CNN vs. The Onion - Beta Binomial

Authors
Affiliations

Laurie Baker

Bates College

Jim Scott

Colby College

Mine Dogucu

UC Irvine

Published

October 7, 2024

Modified

July 22, 2025

Activity Introduction

The goal of this activity is to explore how prior beliefs, what we think is probable before seeing any data, can influence the conclusions we draw after seeing new evidence: our posterior beliefs. To make things interesting, we will use a quiz where you’ll try to tell whether a headline came from CNN (a real news site) or The Onion (a fake, satirical news site).

Before taking the quiz, you’ll think about how many headlines you expect a person might guess correctly, and you’ll turn that guess into a prior model, or starting point for your beliefs. Then, you’ll update your beliefs using data from actual quiz results and arrive at a posterior model. You will compare three different prior models representing other beliefs: someone expecting a person to guess most answers correctly (optimistic), someone undecided (no prior knowledge) about whether a person will guess many right or wrong (undecided), and someone expecting to guess most answers incorrectly (pessimistic) about how many answers they will get correct in the game.

Learning objectives

By the end of the activity you’ll be able to:

  • Construct prior and posterior models

  • See how models update when we get new information

  • Make and interpret plots of different prior and posterior models

  • Calculate and compare summary statistics like the mean, mode, and standard deviation of these models.

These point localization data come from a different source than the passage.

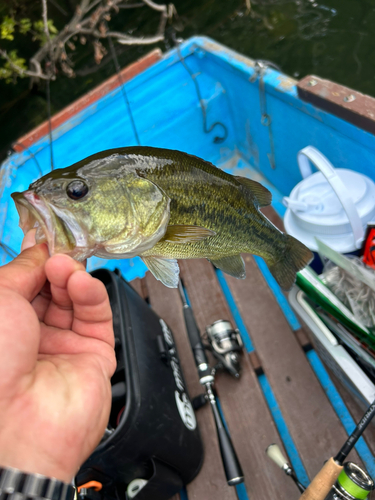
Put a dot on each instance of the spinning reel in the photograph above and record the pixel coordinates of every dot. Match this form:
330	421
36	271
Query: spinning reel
226	344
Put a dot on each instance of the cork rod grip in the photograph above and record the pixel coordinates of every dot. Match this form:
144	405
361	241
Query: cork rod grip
322	483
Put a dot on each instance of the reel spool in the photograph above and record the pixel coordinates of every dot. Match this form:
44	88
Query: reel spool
226	345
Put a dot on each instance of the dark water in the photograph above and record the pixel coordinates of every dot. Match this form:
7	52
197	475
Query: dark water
330	38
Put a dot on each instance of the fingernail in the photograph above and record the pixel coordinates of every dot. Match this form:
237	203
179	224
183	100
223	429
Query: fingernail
29	240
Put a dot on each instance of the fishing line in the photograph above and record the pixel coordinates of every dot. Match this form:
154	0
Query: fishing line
49	121
122	86
31	155
217	139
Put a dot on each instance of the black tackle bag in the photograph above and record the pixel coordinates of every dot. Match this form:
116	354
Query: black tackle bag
152	445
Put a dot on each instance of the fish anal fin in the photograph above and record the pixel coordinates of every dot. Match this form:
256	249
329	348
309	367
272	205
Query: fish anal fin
181	233
262	195
165	270
232	265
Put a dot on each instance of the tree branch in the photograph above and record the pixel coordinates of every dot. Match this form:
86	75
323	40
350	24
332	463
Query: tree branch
22	72
90	19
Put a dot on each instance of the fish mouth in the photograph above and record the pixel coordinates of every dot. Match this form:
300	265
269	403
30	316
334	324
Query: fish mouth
34	213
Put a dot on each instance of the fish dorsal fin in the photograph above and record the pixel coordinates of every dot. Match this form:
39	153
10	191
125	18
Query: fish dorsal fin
181	233
164	270
232	265
262	195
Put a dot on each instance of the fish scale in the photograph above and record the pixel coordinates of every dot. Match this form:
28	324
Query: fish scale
162	205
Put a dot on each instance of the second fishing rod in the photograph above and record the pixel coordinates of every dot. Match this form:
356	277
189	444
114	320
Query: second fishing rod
231	464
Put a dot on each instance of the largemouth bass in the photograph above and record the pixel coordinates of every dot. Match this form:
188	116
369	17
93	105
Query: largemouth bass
161	205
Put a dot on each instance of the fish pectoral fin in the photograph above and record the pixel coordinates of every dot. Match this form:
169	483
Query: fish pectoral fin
165	270
262	195
232	265
181	233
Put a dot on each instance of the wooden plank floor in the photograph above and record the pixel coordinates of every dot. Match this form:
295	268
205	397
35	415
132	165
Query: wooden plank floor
312	422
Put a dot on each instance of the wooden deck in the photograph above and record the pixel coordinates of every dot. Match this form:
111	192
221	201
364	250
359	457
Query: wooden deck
277	358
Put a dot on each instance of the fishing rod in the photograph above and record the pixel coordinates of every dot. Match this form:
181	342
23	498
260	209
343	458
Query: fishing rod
231	464
323	482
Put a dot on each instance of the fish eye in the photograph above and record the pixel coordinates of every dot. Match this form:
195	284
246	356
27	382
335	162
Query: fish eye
77	190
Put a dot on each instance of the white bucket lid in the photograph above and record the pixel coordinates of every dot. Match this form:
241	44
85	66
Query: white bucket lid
334	205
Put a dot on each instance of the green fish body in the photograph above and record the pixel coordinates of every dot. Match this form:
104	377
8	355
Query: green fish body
162	205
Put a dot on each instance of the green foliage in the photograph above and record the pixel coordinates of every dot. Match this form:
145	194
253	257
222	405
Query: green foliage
13	68
7	28
8	25
25	26
15	65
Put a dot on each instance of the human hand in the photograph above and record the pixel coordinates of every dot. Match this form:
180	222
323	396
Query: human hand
56	361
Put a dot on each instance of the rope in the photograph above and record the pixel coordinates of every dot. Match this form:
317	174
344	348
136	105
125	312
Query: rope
122	85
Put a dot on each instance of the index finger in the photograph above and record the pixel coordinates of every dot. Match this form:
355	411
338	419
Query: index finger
25	274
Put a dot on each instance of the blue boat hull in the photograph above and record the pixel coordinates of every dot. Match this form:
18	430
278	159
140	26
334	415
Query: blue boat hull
258	114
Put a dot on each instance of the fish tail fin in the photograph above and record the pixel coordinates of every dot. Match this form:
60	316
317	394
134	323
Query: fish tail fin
294	258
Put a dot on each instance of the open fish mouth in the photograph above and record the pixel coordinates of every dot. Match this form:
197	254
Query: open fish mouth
34	213
53	226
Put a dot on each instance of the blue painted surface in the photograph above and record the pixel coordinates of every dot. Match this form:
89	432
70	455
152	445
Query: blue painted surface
167	113
287	440
341	410
235	312
278	293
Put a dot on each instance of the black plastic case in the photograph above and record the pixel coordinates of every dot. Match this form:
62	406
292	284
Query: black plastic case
155	434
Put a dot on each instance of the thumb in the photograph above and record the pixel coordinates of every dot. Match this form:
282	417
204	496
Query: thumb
25	274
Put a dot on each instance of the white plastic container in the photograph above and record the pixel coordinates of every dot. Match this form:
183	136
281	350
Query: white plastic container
333	205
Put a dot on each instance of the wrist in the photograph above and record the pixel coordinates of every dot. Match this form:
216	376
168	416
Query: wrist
17	484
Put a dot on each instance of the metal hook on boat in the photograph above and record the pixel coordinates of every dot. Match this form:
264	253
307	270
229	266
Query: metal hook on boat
217	139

Let’s dive in and see how well we can guess the news from fiction and learn about Bayesian thinking along the way!

CNN vs The Onion

CNN (the Cable News Network) is widely considered a reputable news source. The Onion, on the other hand, is (according to Wikipedia) “an American news satire organization. It is an entertainment newspaper and a website featuring satirical articles reporting on international, national, and local news.” Another way of putting it - The Onion is “fake news” for entertainment purposes.

In this exercise you will assess people’s ability to determine real news stories published on cnn.com from fake news stories published on theonion.com.

Front page of Onion Newspaper: Headline reads Wikipedia Celebrates 750 Years of American Independence

Frontpage of the Onion. Photo: Casey Bisson, via Flickr

Packages

library(tidyverse)
library(bayesrules)
library(gridExtra)

Code Set Up

The package Bayes Rule is not available in the webr server at this time, so we will include the functions here.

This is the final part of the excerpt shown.